Joe Giles-Harris, a redshirt junior, said it was bittersweet to see the guys who have been around four or five years jog onto the field for the final time.
“You think it’s a long time before you’re leaving,” Giles-Harris said. “Then the day finally comes and you don’t know how to react.”
Quarterback Daniel Jones, also a redshirt junior, said the team is playing for the senior group.
“We’re going to try to honor them in everything we do,” Jones said. “Today was their last chance to practice here, but we have a week ahead of us and I think the guys and the team are more significant than the building here.”
Cutcliffe, who has coached in the Independence Bowl three times, was asked what the team could expect in Shreveport.
Cutcliffe took time out to praise the host, and said his players will see a lot of things during their stay. But he also had a mild warning for them when it comes to local cuisine.

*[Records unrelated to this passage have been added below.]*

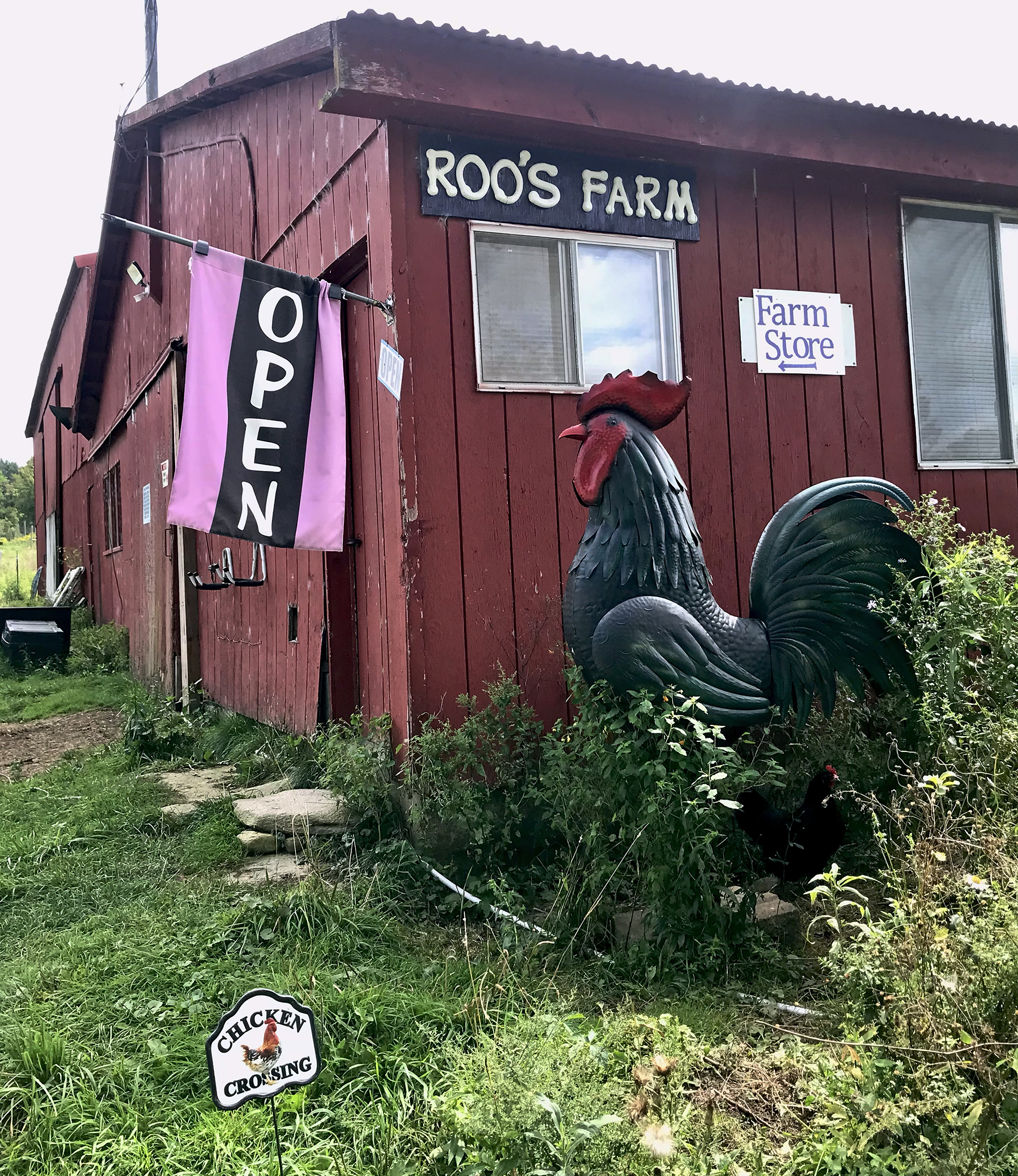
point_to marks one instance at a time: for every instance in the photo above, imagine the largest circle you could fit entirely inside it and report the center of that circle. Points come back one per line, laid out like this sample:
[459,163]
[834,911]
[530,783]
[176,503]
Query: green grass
[46,693]
[17,569]
[122,944]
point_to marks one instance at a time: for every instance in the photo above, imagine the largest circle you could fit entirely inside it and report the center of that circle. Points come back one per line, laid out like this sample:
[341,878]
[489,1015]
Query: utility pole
[151,51]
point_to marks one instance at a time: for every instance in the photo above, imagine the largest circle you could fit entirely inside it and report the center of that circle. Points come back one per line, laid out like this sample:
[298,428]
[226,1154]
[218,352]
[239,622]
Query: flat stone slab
[177,814]
[268,789]
[294,812]
[275,868]
[199,785]
[255,842]
[770,907]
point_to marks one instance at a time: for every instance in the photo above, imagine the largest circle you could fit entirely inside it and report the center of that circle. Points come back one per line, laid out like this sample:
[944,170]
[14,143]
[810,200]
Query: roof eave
[389,68]
[52,344]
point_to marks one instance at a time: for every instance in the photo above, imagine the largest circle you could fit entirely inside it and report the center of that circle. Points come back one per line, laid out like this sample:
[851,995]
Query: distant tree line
[17,498]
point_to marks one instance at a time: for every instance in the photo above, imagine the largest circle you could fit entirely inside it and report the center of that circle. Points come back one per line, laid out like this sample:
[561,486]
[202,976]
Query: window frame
[112,509]
[667,287]
[996,214]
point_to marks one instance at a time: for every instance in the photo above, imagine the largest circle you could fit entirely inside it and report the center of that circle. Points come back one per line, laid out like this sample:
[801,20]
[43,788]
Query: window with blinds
[962,276]
[111,508]
[558,312]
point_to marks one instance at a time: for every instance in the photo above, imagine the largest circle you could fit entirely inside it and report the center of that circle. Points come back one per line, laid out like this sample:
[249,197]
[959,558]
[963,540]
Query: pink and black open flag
[263,438]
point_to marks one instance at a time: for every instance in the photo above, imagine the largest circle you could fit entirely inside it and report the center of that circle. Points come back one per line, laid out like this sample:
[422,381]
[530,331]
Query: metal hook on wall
[240,581]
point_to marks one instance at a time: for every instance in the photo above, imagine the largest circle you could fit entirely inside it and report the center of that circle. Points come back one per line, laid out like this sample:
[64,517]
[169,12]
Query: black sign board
[523,184]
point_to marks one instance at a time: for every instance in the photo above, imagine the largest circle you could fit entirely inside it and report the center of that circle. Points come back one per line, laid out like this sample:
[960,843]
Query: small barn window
[560,311]
[111,506]
[962,284]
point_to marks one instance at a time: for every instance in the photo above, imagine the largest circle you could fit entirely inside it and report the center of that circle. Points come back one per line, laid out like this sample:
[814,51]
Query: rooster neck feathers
[642,528]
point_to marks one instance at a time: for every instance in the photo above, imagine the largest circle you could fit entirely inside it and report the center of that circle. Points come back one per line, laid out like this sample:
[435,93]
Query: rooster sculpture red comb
[645,397]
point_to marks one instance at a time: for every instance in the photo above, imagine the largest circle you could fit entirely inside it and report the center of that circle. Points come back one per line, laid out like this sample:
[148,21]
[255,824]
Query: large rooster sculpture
[638,608]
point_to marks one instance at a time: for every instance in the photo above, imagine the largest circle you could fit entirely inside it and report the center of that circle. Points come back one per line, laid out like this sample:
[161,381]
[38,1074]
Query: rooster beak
[575,431]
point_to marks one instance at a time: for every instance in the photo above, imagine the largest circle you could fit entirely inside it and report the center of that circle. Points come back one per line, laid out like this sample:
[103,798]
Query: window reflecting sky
[1009,280]
[619,311]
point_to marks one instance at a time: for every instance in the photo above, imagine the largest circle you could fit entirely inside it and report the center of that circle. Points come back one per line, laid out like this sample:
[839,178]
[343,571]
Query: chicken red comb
[649,399]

“They players are in for a treat if they like spicy food,” Cutcliffe said. “A lot of Louisiana flavor there.”
ED FOLEY, INTERNET SENSATION?
Speaking of spice, Temple interim head coach Ed Foley stirred up some attention a press conference on Dec. 11. Foley, who has served as an assistant coach for the Owls for 11 years, became an instant internet star for the enthusiasm he put on display at the podium, so much so you could hear people in the room chuckling during the video.
“I don’t know Ed Foley, he was a lot of fun in that press conference,” Cutcliffe said. “You can tell by the way specials teams play that this guy coaches with energy.”
Giles-Harris missed the last three games of the season with an injury. With the extra time off for bowl preparation, Giles-Harris said he has enjoyed the extra time in the training room.
Giles-Harris, who collected 80 tackles and one sack this season, practiced on Friday, but Cutcliffe said he was unsure of the status of his star linebacker. Even Giles-Harris wasn’t ready to commit to playing in Shreveport.
“I feel good, physically, but we are day-to-day,” Giles-Harris said. “I’m in with the trainers everyday just trying to get better everyday. I’m working so that I can play.”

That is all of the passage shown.